O Centro Nacional de Folclore e Cultura Popular, no Catete, na zona sul do Rio de Janeiro, abre ao público a partir desta sexta-feira (3) a exposição “Zona de Sacrifício: do ouro ao pó”, na Galeria
Mestre Vitalino. São 40 fotos da fotógrafa e documentarista mineira Isis Medeiros, obras de ceramistas do Vale do Jequitinhonha e instalações que provocam a reflexão sobre transição energética e
mineração sustentável. A mostra fica em cartaz até 2 de novembro. Primeira exposição no Rio de Isis Medeiros, “Zona de Sacrifício: do ouro ao pó” é um projeto autoral de longa duração, fomentado pelo
Prêmio Funarte Marc Ferrez de Fotografia (17ª edição). O projeto se desdobra em fotografia documental, audiovisual, pesquisa, escuta de territórios e uma exposição itinerante.

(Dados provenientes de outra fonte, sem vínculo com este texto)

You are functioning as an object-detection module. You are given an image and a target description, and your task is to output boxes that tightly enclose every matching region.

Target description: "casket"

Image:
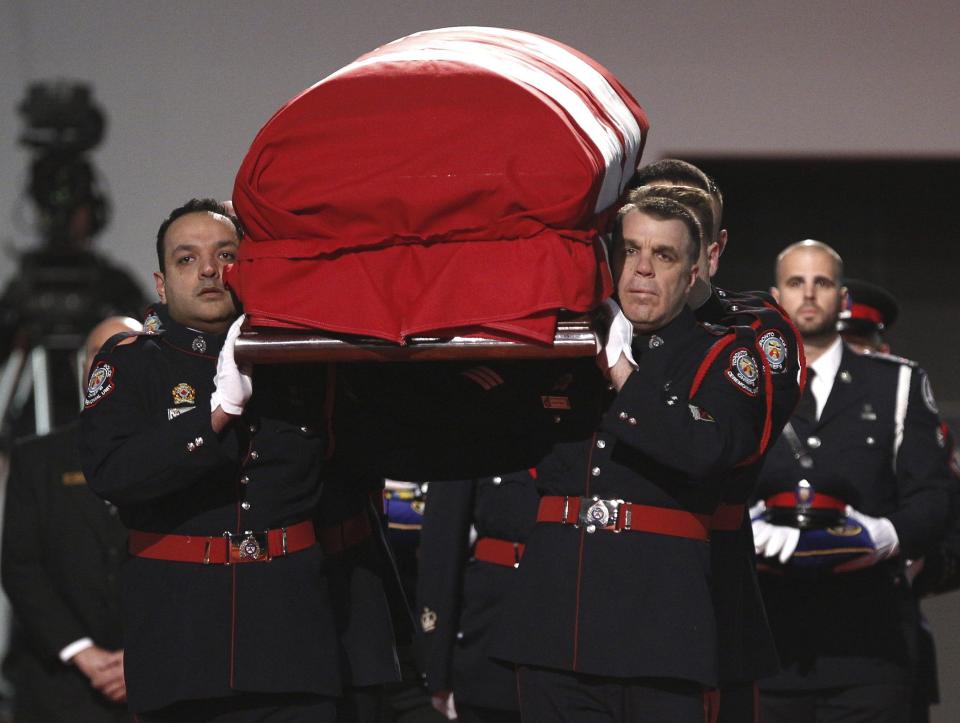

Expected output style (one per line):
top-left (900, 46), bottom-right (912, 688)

top-left (227, 27), bottom-right (648, 356)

A mostra trata dos impactos humanos, ambientais e afetivos desse novo ciclo extrativista, no Vale do Jequitinhonha: o nordeste de Minas Gerais detém 85% do lítio no Brasil. O lítio é o mineral
essencial na fabricação de baterias para carros elétricos, celulares e sistemas de armazenamento de energia.
A mostra propõe ampliar o debate público sobre o modelo de desenvolvimento baseado na extração intensiva e questiona como a promessa de uma economia verde convive, na prática, com a degradação
ambiental, a pressão sobre recursos hídricos e as ameaças aos modos de vida de comunidades rurais e tradicionais.
O país ocupa atualmente o 6º lugar no ranking mundial de reservas do mineral, considerado estratégico para a transição energética global.
“Esse assunto interessa ao Brasil e ao mundo, é muito contemporâneo. O mundo está voltado para essa corrida por minerais estratégicos no Brasil e na América Latina”, disse Isis.